Exercise 1

A. Now listen to Ron Kantowski, a sports journalist in Las Vegas , talking about a book called Foul Play, and six of the points the author makes. Mark the statements A (agree), HA (half-agree), and D (disagree).

Foul Play

What’s wrong with sports?

In Foul Play, sports journalist Joe Humphreys challenges the idea that sports are a positive influence on athletes, spectators, and the world as a whole.

According to Humphreys:

1   Sport brings out the worst in people, both fans and athletes. It does not improve character or help to develop virtues such as fair play and respect for opponents.

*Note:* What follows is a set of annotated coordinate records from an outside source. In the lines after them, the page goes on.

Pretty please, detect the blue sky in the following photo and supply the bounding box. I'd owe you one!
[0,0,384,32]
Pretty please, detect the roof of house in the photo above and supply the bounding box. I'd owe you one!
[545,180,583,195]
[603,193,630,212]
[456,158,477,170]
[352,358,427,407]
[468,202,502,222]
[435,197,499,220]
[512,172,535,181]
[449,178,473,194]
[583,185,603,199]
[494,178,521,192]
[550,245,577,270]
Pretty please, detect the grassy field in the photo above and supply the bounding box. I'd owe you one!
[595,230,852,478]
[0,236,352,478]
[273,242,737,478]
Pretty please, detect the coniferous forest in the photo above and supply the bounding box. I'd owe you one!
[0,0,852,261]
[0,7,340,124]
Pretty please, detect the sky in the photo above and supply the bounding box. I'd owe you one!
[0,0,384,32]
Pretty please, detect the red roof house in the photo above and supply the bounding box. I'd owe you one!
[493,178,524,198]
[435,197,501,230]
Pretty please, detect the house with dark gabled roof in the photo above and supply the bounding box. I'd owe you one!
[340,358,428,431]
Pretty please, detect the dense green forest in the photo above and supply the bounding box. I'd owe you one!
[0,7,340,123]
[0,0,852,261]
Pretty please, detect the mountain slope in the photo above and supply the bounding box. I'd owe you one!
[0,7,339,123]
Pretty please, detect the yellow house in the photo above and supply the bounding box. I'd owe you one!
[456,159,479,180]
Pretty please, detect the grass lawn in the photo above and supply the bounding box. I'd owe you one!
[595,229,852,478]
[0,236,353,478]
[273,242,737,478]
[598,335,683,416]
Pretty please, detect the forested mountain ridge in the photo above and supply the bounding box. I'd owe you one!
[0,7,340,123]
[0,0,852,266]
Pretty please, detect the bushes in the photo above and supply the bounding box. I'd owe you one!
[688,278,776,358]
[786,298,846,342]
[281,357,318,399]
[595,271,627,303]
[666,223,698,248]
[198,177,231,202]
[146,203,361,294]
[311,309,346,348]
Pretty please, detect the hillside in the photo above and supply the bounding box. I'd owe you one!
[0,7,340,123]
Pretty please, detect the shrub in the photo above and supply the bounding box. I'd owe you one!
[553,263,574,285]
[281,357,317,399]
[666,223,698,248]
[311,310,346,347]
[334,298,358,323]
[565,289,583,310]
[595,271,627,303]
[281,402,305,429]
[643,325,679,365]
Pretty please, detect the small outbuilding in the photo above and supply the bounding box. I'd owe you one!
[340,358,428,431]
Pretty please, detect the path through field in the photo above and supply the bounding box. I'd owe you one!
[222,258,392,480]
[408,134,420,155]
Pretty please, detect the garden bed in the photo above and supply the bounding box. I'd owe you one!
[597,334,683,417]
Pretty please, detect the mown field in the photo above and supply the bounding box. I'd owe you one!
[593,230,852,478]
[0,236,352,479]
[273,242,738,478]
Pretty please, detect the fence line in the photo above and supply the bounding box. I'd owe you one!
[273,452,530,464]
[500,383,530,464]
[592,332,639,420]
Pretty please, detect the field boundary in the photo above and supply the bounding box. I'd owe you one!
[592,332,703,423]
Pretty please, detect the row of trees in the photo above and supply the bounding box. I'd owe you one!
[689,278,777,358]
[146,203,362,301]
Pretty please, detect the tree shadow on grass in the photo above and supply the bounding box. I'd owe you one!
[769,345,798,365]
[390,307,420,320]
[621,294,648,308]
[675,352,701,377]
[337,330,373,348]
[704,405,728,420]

2   Sports don’t make you happy. Spectators as well as athletes have higher than normal levels of stress, anxiety, and hopelessness, especially in relation to professional sports.

3   Sports are like a religion in its ability to “move the masses.”

4   Doping is no worse than any other kind of cheating and really no different from using technology to gain an advantage, e.g., high-tech running shoes.

 It’s ridiculous to expect professional athletes to be role models.

 Sports have too high a profile in the media, often making the headlines in the papers and on TV.

B. Listen again and write a summary of the reasons he gives in answer to each of the interviewer’s questions.

1    Sports teach you to…

      People who do individual sports…

2    Sports can enhance your life because…

      On the other hand…

3    The World Cup is an example of…

      Sports should be entertainment, not…

4    It’s hard to see a difference between…

      Drugs have improved performance less than many things, including…

5    Athletes are only human, and…

      They’re under a lot of pressure from…

6    There’s too much media coverage of…

      But the media are just…



1 D   2 HA   3 A   4 A   5 A   6 A


Suggested answers

 Sports teach you to respect authority.

      People who do individual sports have to be very disciplined.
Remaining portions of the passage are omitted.